Putin minaccia l’intervento militare in Bielorussia

Nel giorno del Consiglio informale dei ministri degli Esteri dell’Ue, riuniti a Berlino dalla presidenza tedesca per affrontare in primis la situazione in Bielorussia, Vladimir Putin ha deciso di lanciare un messaggio (l’ennesimo) all’Europa. Inequivocabile. “Su richiesta del presidente Alexander Lukashenko - ha detto lo zar in televisione - abbiamo costituito unità di riserva delle forze di sicurezza pronte a intervenire nel caso scoppino violenze e si oltrepassino i limiti”.

Insomma, Putin ha fatto capire che è disposto a schierare gli scarponi russi sul terreno se in Bielorussia si arriverà a uno scenario ucraino.
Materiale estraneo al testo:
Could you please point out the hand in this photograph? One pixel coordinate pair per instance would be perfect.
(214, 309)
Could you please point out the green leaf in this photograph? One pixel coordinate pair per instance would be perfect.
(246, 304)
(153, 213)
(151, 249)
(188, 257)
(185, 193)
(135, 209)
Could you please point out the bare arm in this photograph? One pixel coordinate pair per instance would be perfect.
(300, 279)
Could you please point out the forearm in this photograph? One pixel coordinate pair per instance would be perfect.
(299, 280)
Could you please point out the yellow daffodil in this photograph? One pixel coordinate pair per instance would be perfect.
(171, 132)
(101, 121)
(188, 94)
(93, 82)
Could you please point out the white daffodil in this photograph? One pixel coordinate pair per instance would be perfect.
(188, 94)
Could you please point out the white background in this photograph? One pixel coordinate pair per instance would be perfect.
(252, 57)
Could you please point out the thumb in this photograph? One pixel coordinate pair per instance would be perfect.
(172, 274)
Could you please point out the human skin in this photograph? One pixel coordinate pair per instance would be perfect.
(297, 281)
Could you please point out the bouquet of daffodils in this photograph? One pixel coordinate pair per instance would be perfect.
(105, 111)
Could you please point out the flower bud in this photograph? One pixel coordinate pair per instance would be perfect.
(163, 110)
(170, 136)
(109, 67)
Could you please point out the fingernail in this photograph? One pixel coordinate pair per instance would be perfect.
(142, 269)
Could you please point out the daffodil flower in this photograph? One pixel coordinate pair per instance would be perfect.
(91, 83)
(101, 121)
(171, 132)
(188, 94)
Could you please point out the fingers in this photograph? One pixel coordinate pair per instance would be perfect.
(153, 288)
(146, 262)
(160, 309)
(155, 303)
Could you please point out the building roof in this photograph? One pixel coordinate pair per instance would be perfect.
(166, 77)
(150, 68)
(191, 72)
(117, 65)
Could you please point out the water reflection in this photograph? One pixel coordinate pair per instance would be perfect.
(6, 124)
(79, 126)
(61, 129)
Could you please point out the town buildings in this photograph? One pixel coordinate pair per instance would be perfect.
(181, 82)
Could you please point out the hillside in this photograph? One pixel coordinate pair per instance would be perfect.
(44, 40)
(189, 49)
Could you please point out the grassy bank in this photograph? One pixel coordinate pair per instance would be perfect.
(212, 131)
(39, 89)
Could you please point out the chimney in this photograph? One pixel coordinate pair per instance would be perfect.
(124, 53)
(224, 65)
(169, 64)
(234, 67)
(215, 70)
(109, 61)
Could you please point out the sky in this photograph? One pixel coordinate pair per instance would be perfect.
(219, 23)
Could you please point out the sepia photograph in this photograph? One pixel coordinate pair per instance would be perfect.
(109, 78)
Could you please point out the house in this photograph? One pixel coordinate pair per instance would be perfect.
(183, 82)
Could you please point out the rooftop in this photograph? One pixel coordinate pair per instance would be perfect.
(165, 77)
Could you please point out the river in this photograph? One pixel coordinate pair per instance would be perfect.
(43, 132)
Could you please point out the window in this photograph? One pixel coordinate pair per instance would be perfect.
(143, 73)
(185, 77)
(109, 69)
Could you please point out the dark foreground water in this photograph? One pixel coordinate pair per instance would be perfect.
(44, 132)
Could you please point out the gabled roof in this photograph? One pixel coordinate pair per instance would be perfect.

E nessuno potrà dire di non essere stato avvisato. La Bielorussia, d’altra parte, è troppo importante per Putin e chi pensa di poterla sfilare dall’orbita di Mosca senza conseguenze farebbe meglio a ricredersi. “Non c’è alcuna possibilità che il Cremlino abbandoni la posizione strategica chiave che la Bielorussia occupa”, mette in guardia su Twitter Dmitry Trenin, direttore del Carnegie Center di Mosca. Ma questo non significa che Putin non abbia capito che la situazione a Minsk non può andare avanti senza cambiamenti.

“Crediamo che tutti gli attori della crisi avranno abbastanza buon senso per trovare una via d’uscita con calma, senza estremismi”, ha detto Putin sottolineando che “chiaramente ci sono dei problemi, nel Paese, altrimenti la gente non sarebbe scesa in piazza... e se è scesa in piazza ora bisogna tenerne conto, ascoltarla, reagire”. Detto, fatto. Lukashenko per la prima volta ha ventilato l’ipotesi di aprire un canale di dialogo “con l’opposizione”, ma solo con la sua componente “ragionevole”. “Non parleremo con i mascalzoni che commettono oltraggi, che vagano per le strade gridando di volere il dialogo. Non vogliono alcun dialogo. Nessuna delle autorità si siederà con i manifestanti di strada”, ha dichiarato Lukashenko, sostenendo che è in corso un “massacro diplomatico” ai danni della Bielorussia.

Per il più che longevo leader (è in sella dal 1994) il Paese si trova in “una guerra ibrida” e probabilmente si riferisce alle pressioni (soprattutto da Europa ed Usa) per tenere nuove elezioni, così come chiesto dal Consiglio dell’opposizione e dalla sua leader Svetlana Tikhanovskaya. Putin è dall’inizio della crisi che si sgola intimando ai partner europei di non “ingerire” negli affari interni della Bielorussia. Salvo poi promettere “incrollabile sostegno” all’alleato “fraterno” - il che probabilmente comprenderà un miliardo di dollari per rifinanziare il debito di Minsk. E siccome chi d’ingerenza ferisce d’ingerenza perisce, il segretario generale della Nato Jens Stoltenberg a sua volta ha invitato la Russia a “non interferire negli affari di uno Stato sovrano e indipendente”.

Intanto in Bielorussa le proteste continuano e il Consiglio dell’opposizione, capita l’antifona, ha emesso un nota in cui prega “tutti i partner stranieri di astenersi da dichiarazioni di sostengo alla società bielorussa o di promesse di aiuto al Consiglio”. Un bel cambiamento rispetto all’appello lanciato da Tikhanovskaya ai leader Ue in cui chiedeva di non abbandonare il risveglio della Bielorussia. Giusto una settimana fa.

L’Europa intanto sta valutando l’ipotesi di imporre sanzioni a Lukashenko e alla sua cerchia, ma non ci sono ancora i nomi. Se n’è discusso alla riunione informale a Berlino, dove i ministri degli Esteri hanno lavorato per definire quale cerchia di persone colpire e a quale livello. La decisione però non sarà presa a questa ministeriale e prima di arrivare all’entrata in vigore delle sanzioni il processo sarà lungo, secondo quanto è filtrato dalla riunione.